In the presented study, I homologised muscular units mainly based on spatial characters in adult anatomy. In most cases, the origin and insertion patterns were used to decide between particular structures. However, Rieppel (1990, 2007), Mabee (2000), Haas (2001), and others have shown that there are different levels of homology to consider. A muscular structure such as the anterior head of m. adductor mandibulae posterior is to be mentioned (Rieppel 1990: ampa; homologue to No. 30), which develops as a part of the pseudotemporalis Anlage; ontogenetically it belongs to the m. adductor mandibulae internus complex, while in adult anatomy it has separated from that complex and shifted spatially. Finally, it has to be considered as a part of m. adductor mandibulae posterior (No. 29-30). Rieppel (1990) refers to the dynamics of developmental processes. That may involve spatial and temporal plasticity as well as intraspecific variability (Werneburg 2009a; see below).

Paraxial head mesoderm – the material source of the anterior parts of head musculature (No. 1-48) – is initially patterned by streams of cranial neural crest cells (cNCC) (Maier et al. 2004) and shows intermixtures with cNCC derivates (Grenier et al. 2009). Mitgutsch et al. (2009) have shown a high interspecific variability of very early cNCC migration in frogs. At later stages, their timing may contain a phylogenetic signal; and the pattern of tissue differentiation bears specific information for higher and lower taxonomic levels (Köntges and Lumsden 1996, 2000; Olsson et al. 2001). In different taxa different timing of the cNCC / mesoderm (muscle-Anlagen) interaction may result either in a different or comparable adult topology of cranial muscles.

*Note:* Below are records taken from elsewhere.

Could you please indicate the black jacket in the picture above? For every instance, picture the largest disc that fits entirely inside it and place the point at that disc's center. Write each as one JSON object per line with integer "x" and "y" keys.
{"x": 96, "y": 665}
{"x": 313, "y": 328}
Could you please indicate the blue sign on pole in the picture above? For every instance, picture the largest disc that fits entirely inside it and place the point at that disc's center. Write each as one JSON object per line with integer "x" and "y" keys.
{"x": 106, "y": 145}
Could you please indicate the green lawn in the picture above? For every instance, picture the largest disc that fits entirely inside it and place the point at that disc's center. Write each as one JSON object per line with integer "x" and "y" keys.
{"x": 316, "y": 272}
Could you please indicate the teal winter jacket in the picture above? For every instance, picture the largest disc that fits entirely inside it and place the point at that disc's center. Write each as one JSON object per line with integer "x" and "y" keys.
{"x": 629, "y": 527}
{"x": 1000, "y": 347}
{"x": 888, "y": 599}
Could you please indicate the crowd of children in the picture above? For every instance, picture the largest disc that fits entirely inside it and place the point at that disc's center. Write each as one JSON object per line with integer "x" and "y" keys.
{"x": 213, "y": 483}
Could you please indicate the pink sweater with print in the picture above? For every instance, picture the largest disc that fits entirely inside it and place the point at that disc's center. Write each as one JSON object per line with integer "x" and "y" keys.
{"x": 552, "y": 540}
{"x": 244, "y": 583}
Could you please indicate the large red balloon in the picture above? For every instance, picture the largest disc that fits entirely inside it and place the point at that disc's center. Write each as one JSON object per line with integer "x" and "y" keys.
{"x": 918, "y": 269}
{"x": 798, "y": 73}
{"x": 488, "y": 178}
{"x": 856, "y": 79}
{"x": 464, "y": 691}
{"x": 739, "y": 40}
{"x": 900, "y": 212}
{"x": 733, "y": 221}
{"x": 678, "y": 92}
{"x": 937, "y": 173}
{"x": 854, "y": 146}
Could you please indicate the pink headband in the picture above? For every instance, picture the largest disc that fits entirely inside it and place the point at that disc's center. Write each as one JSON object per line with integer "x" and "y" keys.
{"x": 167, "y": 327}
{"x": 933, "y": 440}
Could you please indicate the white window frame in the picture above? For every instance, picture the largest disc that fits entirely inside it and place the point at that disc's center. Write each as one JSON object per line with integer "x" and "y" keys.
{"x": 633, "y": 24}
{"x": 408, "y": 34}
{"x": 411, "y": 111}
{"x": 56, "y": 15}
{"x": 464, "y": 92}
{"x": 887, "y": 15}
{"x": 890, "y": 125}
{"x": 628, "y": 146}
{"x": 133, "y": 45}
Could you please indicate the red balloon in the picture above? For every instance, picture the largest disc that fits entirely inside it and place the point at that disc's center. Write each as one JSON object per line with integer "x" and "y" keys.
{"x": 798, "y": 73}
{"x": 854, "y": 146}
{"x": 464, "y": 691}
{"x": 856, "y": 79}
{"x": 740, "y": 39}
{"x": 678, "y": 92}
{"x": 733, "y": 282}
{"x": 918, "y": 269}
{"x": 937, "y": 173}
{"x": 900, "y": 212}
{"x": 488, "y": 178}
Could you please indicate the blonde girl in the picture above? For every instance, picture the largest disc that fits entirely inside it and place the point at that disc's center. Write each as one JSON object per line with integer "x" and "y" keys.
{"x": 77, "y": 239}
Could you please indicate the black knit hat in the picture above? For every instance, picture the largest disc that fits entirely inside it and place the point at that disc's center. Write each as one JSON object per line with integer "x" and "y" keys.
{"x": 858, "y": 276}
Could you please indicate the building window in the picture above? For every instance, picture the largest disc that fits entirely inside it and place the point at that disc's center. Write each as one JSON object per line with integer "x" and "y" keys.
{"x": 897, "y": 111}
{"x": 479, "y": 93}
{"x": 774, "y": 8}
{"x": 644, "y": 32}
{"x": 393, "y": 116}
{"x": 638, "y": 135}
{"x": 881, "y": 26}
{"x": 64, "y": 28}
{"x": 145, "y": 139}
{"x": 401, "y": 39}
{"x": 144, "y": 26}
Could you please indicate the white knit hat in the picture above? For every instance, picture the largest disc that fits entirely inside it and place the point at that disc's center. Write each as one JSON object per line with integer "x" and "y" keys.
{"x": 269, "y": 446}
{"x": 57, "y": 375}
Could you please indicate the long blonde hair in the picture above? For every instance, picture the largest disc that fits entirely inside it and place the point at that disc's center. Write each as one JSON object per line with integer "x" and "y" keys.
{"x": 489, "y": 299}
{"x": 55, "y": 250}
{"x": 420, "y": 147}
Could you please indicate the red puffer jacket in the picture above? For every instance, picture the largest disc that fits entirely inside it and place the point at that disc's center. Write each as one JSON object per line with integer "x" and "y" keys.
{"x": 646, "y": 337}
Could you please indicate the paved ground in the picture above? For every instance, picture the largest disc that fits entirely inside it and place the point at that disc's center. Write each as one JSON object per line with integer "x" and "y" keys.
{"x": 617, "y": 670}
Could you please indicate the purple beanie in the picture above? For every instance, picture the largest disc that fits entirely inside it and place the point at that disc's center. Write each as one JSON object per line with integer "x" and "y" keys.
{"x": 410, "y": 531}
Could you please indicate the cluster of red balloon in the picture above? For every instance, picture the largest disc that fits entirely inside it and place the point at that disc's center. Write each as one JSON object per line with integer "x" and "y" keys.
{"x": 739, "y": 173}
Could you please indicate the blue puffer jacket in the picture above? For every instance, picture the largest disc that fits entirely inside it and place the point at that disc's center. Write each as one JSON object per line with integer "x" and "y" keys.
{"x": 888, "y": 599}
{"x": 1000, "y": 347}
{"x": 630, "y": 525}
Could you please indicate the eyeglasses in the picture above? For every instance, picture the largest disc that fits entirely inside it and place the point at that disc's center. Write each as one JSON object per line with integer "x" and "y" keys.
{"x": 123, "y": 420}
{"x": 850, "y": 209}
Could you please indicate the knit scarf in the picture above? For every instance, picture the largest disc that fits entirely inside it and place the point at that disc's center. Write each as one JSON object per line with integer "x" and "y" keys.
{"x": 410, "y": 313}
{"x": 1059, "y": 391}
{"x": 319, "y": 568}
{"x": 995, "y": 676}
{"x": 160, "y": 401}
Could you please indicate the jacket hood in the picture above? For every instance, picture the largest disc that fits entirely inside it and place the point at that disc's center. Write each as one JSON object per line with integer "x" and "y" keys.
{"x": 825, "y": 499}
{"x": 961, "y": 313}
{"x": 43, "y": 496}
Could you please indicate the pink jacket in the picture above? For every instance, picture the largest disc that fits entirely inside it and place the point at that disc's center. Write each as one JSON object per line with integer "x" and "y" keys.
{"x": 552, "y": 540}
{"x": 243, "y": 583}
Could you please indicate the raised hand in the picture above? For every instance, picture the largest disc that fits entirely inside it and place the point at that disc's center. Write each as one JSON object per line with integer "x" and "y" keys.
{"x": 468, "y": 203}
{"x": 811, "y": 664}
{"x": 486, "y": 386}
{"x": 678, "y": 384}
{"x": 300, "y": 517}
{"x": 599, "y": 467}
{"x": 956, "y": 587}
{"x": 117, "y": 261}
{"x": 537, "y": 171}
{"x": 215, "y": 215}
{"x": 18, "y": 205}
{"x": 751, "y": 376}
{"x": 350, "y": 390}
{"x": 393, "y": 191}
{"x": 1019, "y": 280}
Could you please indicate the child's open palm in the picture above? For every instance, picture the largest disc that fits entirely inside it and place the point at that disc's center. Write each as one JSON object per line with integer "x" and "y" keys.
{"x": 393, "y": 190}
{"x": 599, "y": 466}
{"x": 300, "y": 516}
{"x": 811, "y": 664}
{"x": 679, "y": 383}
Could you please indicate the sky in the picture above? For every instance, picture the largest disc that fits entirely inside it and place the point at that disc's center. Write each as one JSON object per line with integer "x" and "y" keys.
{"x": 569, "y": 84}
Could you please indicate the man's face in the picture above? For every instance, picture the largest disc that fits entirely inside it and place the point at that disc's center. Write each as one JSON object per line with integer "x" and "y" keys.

In addition to origin / insertion of adult muscles, I propose also considering the innervation pattern and the pattern of the tendinuous framework (sensu Iordansky 1990, 1994) – both structures directly derived from NCC – to define homologies. As in every homology discussion, a consideration of several homology criteria has to be performed parallel due to heterotopic shifts of anatomical elements.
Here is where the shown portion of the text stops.